En mi colaboración mensual con la revista Zapping Magazine, este mes hablamos de la fina línea que separa los talent shows de los realities.
Reality o talent-show ¿a qué hemos venido?
Aunque en ocasiones pueda parecerlo, reality y talent shows no son lo mismo: los primeros se basan en mostrar a los participantes tal como son en su día a día, su capacidad para subsistir, para relacionarse, para convivir y ser compañeros, ya sea encerrados en una casa, aislados en una pequeña isla tropical o puestos a prueba en una granja en las montañas. Los segundos sin embargo, aunque puedan compartir la necesidad de que los concursantes vivan juntos o pasen cierto tiempo aislados del mundo exterior, se basan en entretener y conquistar a la audiencia destacando aquello que los participantes saben hacer, ya sea cantar, cocinar o bailar.

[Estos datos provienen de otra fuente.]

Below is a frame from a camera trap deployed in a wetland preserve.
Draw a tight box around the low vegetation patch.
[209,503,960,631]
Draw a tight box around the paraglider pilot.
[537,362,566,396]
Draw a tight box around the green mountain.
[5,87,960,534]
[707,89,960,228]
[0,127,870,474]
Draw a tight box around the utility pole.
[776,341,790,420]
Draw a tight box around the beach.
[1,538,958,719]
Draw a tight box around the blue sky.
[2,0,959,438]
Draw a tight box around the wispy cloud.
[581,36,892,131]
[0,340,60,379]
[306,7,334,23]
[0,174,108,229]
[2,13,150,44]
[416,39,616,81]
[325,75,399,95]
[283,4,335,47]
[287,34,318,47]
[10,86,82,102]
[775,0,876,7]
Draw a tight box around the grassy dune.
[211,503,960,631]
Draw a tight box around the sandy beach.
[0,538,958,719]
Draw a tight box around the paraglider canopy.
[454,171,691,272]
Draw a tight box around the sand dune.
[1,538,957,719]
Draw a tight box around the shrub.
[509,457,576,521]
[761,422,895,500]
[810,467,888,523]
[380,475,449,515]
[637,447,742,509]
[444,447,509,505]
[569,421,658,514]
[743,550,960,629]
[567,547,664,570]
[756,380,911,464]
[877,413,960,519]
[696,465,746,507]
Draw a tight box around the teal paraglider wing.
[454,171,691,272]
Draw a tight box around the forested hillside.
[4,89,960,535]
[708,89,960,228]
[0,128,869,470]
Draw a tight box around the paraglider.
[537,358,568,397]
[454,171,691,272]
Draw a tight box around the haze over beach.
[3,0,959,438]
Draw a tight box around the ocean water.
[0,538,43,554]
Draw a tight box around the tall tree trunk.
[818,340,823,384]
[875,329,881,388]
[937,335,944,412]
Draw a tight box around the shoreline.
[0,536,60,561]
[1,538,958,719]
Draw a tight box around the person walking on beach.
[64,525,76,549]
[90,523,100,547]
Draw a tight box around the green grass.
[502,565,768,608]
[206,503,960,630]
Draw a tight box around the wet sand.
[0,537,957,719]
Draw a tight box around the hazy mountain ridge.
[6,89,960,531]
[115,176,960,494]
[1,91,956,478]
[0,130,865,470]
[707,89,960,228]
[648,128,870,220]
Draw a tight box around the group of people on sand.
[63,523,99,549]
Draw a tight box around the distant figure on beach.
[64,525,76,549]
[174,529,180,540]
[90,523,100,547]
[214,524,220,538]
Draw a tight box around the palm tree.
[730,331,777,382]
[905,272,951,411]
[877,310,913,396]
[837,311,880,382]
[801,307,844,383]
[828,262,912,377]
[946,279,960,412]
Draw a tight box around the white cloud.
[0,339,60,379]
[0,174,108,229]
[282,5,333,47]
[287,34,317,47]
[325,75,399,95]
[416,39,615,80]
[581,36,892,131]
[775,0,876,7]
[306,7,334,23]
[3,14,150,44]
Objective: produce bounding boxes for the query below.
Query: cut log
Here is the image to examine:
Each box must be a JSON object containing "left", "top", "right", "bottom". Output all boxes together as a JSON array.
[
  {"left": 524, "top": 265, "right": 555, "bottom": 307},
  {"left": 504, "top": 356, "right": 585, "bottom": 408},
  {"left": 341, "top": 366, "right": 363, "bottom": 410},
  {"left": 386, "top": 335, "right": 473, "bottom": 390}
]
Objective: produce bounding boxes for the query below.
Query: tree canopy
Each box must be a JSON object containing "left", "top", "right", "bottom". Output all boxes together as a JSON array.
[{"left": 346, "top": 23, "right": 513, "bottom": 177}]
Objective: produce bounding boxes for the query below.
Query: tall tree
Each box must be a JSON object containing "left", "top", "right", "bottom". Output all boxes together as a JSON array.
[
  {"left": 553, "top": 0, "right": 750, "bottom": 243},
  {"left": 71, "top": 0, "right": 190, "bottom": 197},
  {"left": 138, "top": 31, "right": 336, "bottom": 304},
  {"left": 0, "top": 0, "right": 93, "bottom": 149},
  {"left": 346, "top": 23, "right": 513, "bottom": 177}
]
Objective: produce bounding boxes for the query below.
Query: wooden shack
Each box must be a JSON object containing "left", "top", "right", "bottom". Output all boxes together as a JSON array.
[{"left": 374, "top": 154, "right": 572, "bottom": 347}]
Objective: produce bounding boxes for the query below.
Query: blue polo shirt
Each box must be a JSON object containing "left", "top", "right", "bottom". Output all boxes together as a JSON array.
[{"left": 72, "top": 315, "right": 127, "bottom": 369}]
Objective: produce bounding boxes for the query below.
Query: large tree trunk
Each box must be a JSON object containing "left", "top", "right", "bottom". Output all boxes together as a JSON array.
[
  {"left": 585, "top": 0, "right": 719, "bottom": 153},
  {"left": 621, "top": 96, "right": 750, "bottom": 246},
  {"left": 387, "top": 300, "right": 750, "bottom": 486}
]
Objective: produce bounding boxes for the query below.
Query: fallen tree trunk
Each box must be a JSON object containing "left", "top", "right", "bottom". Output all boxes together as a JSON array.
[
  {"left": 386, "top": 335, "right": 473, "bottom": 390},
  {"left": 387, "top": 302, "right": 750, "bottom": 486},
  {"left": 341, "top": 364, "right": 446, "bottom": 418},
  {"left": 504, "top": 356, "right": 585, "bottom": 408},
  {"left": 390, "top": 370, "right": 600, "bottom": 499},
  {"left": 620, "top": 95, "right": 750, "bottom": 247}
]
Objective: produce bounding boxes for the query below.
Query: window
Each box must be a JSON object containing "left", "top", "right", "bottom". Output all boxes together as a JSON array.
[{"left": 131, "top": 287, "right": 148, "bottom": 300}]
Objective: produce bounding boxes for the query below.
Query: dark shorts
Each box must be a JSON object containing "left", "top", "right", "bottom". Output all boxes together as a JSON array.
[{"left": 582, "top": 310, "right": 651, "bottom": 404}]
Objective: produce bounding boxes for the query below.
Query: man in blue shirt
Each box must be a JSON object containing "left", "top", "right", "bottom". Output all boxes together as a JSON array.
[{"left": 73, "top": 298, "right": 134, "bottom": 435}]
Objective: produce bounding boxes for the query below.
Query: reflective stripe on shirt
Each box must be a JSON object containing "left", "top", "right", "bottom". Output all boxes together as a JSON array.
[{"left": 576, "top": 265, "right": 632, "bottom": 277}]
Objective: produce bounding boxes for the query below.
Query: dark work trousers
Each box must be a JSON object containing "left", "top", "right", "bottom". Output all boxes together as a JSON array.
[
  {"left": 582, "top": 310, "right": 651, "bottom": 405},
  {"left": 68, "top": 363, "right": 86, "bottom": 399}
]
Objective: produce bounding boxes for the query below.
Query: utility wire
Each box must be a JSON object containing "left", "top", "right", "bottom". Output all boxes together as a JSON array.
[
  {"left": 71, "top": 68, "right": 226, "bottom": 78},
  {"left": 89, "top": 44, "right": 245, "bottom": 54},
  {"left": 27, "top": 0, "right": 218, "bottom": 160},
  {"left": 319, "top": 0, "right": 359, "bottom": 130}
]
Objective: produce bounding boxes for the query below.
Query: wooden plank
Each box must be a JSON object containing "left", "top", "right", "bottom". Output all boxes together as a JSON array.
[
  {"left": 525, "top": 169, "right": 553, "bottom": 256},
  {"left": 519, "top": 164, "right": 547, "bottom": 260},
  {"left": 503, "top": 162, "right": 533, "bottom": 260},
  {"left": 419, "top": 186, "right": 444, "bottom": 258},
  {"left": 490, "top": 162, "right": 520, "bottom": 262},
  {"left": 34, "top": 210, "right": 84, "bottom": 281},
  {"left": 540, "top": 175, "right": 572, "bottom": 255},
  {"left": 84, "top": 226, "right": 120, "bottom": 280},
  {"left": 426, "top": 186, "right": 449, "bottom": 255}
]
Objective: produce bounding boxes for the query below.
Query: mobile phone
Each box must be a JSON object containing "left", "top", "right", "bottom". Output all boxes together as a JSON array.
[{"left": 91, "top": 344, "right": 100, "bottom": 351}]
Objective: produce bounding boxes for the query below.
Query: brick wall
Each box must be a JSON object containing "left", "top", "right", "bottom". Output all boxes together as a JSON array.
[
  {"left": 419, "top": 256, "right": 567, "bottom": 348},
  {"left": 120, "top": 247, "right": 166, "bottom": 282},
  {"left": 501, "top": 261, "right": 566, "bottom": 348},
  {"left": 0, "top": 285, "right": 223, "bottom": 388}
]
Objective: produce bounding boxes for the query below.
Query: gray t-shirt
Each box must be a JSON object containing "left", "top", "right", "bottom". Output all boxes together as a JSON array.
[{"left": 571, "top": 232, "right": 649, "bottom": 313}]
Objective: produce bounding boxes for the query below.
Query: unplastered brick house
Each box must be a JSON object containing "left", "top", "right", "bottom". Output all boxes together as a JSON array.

A priori, tienen mucho más mérito los concursantes de un talent, que aspiran a crecer en un entorno profesional, que los del reality, aspirantes a bolos y polémicas varias que les llenen bien la cartera a costa de su imagen o la de sus compañeros. Sin embargo, los datos de una buena bronca entre compañeros acostumbran a ser mucho mejores que los de un simple guiso espectacular y un concursante quemado da mucho más juego en otros programas de la cadena que una paella con exceso de socarrat.
Es así como las cadenas sienten la necesidad de dotar de una pizca de malsana rivalidad a sus talent, de incluir un vistazo a lo que ocurre detrás de micros y fogones y editarlo de manera que, el margen de su buen hacer profesional, empaticemos o no con algunos de los concursantes, a menudo tanto más villanos cuanto más avanzan en el concurso.
Como estrategia para captar audiencia y dar contexto al programa es un buen aderezo, pero hay que cuidar mucho el límite o se corre el riesgo de traspasar el formato y convertirlo en otra cosa, que no es a la que, como espectadores, hemos venido.